Too many of my friends here on GR and elsewhere have not yet read this, but are planning to, so I won't do much of a review - at least not yet.
But I have to say, the writing in this is even better than in Wolf Hall. Mantel's metaphors and similes are beyond apt, cutting and character-revealing and entirely original; when she is lyrical, her prose positively takes flight although she has a steady, controlled hand on it; her dialogue is electric. Her plotting, her pace, her tone -- every single aspect of this is impeccable.
I won't quote anything, because you have to read it and have the thing unfurl before you page by page.
So dark - so dark, and cynical, and sad.
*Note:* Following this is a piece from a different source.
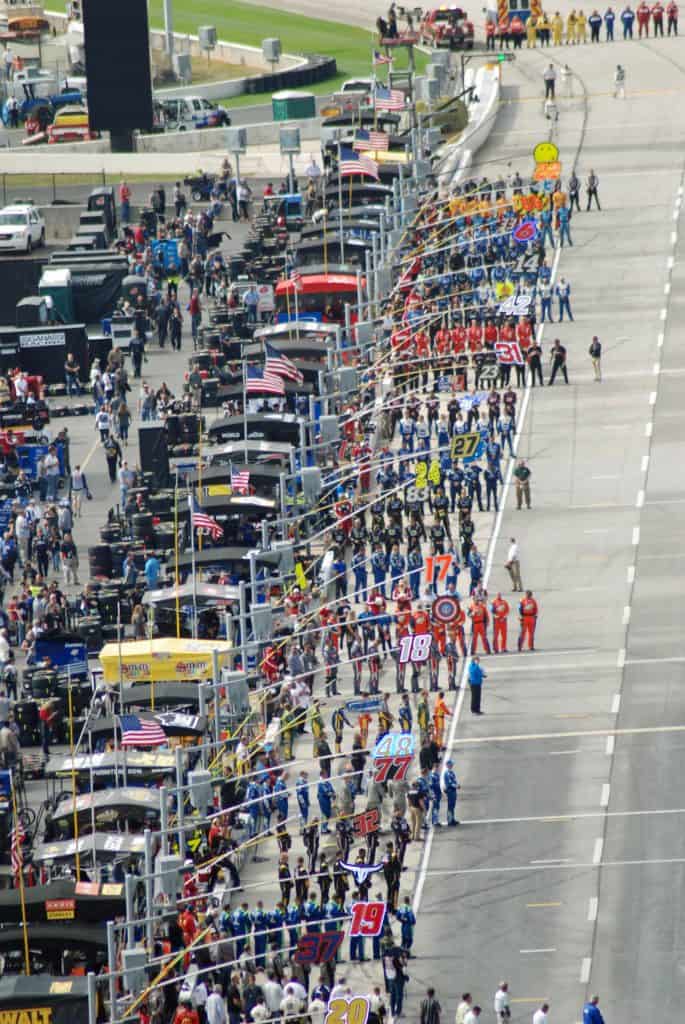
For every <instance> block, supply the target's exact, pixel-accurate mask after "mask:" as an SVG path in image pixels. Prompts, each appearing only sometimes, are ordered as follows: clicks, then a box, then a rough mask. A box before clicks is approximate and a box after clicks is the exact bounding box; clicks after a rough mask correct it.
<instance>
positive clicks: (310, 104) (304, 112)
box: [271, 89, 316, 121]
mask: <svg viewBox="0 0 685 1024" xmlns="http://www.w3.org/2000/svg"><path fill="white" fill-rule="evenodd" d="M271 109H272V111H273V120H274V121H294V120H295V119H296V118H315V117H316V98H315V96H314V94H313V92H296V91H295V90H293V89H284V90H283V92H274V93H273V95H272V96H271Z"/></svg>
Here is Cromwell, whom we all admired in Wolf Hall,
carrying out his duty to King Henry, and working his own agenda. In Wolf Hall,
Mantel shows us a man with a vision, admirable audacity, and an even-tempered fairness whose opportunism was used in the service of higher goals. Here, she strips off our rose-coloured glasses and shows Cromwell as the amoral, vengeful and cruel politician he is. Also, as he is painfully self-aware, a doomed one.
And here is King Henry, as capriciously murderous as it's possible to be. And here is the enigmatic cipher Anne Boleyn -- I don't think it's too far a stretch to infer that Mantel means to set her up as a feminist icon.
Well, that's enough - too much. Just read it and find out.